The wonderful thing about those steps for those who call themselves “protestants” is that this is where Martin Luther had the beginnings of his breakthrough. As he prayed up those steps on his knees, he continued to hear the words of Romans that he had memorized in his head. He reached the top and remembered these words:
This was also a day I was in some sort of mood. James and I walked around the beautiful city of Rome, clocking ten solid miles as we explored. I had absolutely no reason to feel the way I was feeling, and yet I felt so off. As soon as I felt back to normal, the guilt set in like yet another dark cloud. We were in Rome, and I was the one that had to have a bad attitude and ruin all the fun. I began my normal pattern of atonement as follows:
Apologize every thirty seconds. Sulk. Ask if there is anything I can do. Apologize some more. Maybe cry.
James is a fantastic man, and so while I’m throwing this glorious pity party, he responds the way he had all day long — with great grace. He didn’t need me to fix anything or make it up to him; he loves me because he loves me.

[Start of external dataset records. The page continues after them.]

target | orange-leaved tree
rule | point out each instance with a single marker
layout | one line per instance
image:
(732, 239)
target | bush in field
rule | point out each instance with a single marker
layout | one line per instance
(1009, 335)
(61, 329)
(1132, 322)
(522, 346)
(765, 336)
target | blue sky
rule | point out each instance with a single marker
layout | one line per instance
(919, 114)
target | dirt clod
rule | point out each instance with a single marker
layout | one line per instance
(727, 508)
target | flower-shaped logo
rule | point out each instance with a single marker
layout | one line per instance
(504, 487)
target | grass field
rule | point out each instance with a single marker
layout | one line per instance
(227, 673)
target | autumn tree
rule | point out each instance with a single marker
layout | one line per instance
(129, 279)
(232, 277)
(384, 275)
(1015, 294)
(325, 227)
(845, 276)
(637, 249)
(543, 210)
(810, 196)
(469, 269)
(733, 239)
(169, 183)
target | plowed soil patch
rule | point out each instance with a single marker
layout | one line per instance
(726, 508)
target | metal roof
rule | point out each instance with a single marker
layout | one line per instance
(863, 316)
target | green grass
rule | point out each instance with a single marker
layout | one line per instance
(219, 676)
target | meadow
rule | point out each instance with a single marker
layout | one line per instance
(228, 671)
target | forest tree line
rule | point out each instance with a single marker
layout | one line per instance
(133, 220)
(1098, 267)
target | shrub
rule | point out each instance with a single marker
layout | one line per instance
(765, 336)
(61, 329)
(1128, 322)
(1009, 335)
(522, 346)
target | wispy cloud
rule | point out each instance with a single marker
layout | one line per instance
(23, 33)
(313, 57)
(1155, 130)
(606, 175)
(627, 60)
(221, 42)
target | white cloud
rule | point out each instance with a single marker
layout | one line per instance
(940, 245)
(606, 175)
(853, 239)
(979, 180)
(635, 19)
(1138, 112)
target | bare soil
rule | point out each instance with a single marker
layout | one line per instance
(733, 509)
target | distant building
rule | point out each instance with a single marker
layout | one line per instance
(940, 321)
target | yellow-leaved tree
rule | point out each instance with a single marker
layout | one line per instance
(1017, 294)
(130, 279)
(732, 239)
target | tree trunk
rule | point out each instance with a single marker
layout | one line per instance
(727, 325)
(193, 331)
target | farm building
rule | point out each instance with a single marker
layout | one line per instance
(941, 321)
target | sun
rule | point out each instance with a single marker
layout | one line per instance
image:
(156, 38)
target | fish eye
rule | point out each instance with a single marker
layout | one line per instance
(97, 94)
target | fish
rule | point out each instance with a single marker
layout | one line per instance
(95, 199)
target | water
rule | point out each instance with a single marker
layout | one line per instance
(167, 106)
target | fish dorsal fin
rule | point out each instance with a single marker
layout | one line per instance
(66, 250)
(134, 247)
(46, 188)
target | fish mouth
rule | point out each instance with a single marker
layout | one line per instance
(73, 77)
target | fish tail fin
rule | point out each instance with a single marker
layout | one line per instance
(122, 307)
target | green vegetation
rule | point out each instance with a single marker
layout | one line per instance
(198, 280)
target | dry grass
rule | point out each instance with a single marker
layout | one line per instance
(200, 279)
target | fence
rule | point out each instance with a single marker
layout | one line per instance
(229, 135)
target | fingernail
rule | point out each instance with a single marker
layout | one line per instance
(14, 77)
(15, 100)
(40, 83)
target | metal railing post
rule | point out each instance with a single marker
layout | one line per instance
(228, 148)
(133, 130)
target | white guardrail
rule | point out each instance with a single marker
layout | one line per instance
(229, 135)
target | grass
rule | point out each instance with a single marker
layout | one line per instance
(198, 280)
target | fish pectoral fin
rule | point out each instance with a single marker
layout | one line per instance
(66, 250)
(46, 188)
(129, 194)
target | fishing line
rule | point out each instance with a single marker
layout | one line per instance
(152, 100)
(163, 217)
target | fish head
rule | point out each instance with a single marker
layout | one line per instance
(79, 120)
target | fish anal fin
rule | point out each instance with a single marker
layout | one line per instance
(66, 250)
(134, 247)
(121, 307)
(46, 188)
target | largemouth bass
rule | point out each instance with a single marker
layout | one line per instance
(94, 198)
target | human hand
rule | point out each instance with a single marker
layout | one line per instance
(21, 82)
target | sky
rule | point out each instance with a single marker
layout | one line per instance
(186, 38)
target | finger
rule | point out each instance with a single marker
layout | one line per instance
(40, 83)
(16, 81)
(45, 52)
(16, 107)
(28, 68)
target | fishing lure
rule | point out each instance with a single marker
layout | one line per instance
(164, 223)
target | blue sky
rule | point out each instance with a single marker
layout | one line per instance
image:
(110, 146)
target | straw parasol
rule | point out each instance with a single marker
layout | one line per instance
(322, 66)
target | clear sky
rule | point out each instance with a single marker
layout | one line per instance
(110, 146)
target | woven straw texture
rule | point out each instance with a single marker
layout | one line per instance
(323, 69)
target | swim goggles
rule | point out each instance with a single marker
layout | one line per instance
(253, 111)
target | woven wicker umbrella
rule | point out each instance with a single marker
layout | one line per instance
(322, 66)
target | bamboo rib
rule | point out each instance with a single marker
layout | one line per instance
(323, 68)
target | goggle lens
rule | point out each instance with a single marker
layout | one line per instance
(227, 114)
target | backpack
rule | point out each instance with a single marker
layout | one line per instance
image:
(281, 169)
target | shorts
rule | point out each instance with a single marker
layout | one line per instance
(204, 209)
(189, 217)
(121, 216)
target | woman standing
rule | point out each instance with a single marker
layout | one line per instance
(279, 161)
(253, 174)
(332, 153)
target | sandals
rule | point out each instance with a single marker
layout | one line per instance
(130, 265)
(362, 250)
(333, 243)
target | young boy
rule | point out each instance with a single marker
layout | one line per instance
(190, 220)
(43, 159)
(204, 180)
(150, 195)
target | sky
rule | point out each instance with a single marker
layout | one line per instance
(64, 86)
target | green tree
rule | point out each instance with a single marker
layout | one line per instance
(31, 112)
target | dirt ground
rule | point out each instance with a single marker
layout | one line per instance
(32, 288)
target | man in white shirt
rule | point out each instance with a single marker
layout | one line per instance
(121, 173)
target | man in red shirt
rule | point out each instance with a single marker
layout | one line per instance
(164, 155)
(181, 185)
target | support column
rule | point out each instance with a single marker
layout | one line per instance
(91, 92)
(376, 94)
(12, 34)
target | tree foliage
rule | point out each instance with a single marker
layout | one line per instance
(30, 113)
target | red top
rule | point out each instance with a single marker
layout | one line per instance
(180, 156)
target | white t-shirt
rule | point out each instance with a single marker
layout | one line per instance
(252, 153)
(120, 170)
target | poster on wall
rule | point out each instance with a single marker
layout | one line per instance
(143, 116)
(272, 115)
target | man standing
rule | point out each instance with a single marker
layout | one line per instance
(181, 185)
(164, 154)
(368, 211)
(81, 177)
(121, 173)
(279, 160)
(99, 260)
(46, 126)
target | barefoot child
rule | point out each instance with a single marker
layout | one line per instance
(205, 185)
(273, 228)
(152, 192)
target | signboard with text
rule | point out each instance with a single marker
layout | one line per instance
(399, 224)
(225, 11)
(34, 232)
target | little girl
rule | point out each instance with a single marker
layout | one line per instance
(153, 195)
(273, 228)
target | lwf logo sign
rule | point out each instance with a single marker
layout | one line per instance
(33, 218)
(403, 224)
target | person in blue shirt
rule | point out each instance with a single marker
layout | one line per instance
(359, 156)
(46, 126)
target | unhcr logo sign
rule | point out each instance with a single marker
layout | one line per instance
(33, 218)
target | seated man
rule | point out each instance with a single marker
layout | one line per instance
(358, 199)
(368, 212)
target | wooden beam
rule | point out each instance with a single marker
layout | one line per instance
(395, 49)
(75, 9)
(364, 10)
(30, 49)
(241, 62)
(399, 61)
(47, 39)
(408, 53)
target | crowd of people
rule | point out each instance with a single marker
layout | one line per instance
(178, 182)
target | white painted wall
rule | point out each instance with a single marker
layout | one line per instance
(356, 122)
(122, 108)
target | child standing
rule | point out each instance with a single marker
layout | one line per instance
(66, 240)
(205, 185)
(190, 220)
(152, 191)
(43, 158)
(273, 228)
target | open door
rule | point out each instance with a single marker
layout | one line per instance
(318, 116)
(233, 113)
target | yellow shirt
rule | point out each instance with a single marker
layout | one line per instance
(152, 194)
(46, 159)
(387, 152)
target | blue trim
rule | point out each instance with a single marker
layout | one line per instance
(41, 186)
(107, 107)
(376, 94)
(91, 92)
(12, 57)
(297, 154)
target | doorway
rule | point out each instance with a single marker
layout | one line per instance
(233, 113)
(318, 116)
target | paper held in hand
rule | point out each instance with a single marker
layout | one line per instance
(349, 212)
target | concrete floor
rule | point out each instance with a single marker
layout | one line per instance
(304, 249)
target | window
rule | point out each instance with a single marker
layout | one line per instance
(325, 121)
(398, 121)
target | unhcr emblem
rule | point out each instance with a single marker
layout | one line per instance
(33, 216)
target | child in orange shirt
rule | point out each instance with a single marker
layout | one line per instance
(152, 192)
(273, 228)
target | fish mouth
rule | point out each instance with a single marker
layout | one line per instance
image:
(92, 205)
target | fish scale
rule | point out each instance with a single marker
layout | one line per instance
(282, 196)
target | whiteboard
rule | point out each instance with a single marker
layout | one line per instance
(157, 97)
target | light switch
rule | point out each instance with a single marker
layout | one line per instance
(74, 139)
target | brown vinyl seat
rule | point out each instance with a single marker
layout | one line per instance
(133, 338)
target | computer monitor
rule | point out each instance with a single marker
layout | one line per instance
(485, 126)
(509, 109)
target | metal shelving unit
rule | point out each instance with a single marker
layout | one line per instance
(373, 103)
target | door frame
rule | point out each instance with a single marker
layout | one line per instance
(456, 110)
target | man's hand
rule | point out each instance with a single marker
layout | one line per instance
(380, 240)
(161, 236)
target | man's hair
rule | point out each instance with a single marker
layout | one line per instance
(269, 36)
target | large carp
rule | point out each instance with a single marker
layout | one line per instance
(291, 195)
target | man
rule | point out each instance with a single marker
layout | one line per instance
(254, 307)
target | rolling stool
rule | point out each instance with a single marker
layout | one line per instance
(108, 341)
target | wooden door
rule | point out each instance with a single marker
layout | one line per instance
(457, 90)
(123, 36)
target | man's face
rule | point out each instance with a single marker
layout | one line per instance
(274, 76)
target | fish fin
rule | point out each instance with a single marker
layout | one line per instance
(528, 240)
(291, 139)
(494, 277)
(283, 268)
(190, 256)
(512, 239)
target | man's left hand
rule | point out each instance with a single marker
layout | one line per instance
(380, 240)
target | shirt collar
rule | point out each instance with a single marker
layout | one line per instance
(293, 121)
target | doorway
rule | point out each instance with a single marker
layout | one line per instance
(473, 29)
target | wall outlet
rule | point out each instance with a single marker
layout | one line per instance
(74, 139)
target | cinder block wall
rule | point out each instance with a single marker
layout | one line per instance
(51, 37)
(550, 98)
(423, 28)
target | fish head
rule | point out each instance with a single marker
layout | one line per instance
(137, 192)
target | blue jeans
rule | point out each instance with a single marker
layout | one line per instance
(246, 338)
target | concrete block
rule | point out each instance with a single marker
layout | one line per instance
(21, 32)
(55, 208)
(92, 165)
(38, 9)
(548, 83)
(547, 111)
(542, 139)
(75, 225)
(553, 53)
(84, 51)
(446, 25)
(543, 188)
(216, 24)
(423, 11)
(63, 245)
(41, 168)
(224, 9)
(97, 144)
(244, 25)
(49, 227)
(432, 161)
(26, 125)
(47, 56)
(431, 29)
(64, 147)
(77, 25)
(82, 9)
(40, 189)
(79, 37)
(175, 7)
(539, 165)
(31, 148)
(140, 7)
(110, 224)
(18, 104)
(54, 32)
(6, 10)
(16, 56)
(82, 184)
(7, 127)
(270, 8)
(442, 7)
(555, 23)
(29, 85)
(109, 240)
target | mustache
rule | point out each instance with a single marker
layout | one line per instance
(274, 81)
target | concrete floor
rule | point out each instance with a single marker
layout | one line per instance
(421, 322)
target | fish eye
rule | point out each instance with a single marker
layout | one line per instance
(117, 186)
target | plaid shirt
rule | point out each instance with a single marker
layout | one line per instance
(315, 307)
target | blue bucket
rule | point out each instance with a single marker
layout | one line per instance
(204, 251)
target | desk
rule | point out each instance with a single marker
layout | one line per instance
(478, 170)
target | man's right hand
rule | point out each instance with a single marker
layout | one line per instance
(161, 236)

Let me be quite honest with you. I still sulked and apologized until I had felt as if I had made it right, payed for it, made it better. We were even, in my mind. All of it settled between us.
That night at dinner, our debates with our fellow tourists and learners turned into another conversation. A handful of our friends had grown up as Catholics. The back and forth was about the act of confession to a priest, if it was a helpful practice or an unhelpful one.
I chimed in, adding in my point about how confessing my sin aloud to the person I have sinned against is actually a beautiful gift, helping both myself to see rightly and the one I have hurt to see my want to repent, with both of us able to acknowledge aloud the goodness of forgiveness as we have been forgiven first. We agreed together, and then it was taken a step further. James said, “but when you are confessing out loud to a priest, then you get this list of things to do to pay for it, doesn’t that put the power to atone for what is wrong in your hands?”
The conversation went on, but all I could think about was how I had almost done something similar earlier in that very same day with James, and how often I do that in my everyday life. Not only does me wanting to make sure everything is “squared up” a refusal of the grace that I am offered, but it means that I get to be in control. So often, I am found sinning and as the blood of Jesus Christ is offered for me freely, I put my hand up and say, “no, I’ve got this.” It’s as if I am shouting at Christ, saying, “don’t worry, I’ll make your death worth it by making this behavior better on my own.”
What is remarkable about our ability to want to pay our way, earn our stay in good keeping, is that even Martin Luther did a similar thing. Though some Lutherans would disagree with me, one of my issues with Luther is the demand for a particular ordo salutis, needing to be baptized in order to be saved.
How quick we are to forget the grace we have been given. How prideful we are that we refuse to receive that grace upon grace.
Remember who you truly are, simul justus et peccator, simultaneously just and sinner. Remember what you have been saved from, and that you are still in need of being saved from yourself every single day. Remember the awe of His gospel, His great grace flowing freely, and keep re-remembering. This gospel is big enough to cover our forgetfulness. This gospel is big enough to cover even our pride.